A Comprehensive Review on Soft Computing Techniques for Speckle Reduction in Synthetic Aperture Radar (SAR) Imagery

Speckle is an inherent multiplicative noise in coherent imaging systems such as synthetic aperture radar (SAR), and it reduces radiometric resolution, obscures weak scatterers, and degrades downstream tasks (e.g., detection, segmentation, and classification). Over the last four decades, despeckling has evolved from local statistical filters (e.g., Lee/Frost/Kuan families) to variational and nonlocal approaches, and more recently to data‑driven deep networks. Within this landscape, soft computing—broadly covering fuzzy logic, neural computing, and evolutionary/swarm optimization—has been increasingly used to address the central despeckling dilemma: suppress speckle while preserving edges, textures, and small man‑made targets.

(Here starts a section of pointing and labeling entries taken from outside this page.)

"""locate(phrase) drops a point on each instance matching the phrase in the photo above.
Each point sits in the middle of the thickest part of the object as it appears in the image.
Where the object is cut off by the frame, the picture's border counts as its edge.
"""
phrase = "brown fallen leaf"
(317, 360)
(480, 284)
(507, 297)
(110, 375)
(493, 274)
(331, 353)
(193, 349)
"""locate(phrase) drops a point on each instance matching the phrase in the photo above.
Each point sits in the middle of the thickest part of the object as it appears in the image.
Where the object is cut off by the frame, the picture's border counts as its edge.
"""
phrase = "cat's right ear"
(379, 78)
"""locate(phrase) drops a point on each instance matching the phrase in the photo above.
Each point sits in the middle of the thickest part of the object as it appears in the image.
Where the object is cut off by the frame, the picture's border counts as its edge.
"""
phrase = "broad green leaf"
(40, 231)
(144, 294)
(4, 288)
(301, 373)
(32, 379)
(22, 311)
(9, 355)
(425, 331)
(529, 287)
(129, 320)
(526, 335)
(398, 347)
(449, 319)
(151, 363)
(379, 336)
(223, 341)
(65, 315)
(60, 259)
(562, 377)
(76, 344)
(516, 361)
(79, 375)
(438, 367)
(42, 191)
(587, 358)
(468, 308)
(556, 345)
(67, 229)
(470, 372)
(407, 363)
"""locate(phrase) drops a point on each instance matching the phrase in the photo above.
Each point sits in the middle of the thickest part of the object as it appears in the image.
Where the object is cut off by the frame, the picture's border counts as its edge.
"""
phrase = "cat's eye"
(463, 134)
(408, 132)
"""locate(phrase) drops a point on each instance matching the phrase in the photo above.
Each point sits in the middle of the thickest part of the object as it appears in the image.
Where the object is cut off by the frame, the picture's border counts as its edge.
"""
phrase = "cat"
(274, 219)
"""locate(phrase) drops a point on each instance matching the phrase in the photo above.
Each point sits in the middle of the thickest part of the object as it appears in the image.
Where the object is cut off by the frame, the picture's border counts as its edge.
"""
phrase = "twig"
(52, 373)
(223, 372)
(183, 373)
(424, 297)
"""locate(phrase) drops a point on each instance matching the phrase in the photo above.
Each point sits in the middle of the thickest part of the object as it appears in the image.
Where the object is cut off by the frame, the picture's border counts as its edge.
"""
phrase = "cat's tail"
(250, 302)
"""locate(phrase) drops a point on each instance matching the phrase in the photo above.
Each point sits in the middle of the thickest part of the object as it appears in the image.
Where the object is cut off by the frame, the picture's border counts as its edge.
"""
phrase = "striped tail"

This review organizes soft computing techniques for SAR despeckling into: (i) fuzzy and neuro‑fuzzy filtering; (ii) neural and deep learning models (CNN, autoencoders, GANs, and diffusion models); and (iii) evolutionary and swarm optimization used for parameter tuning, transform-domain thresholding, and multi‑objective decision making. Particular emphasis is placed on multi‑objective formulations that jointly optimize PSNR and MSSIM/SSIM, yielding Pareto‑optimal trade‑off solutions (e.g., MOPSO-based threshold selection). We summarize datasets, evaluation metrics, and reproducibility concerns, and provide a comparative synthesis of strengths, limitations, and research gaps. Finally, we outline actionable future directions, including self‑supervised despeckling on real SAR, objective‑function design aligned with task performance, uncertainty quantification, and standardized evaluation protocols.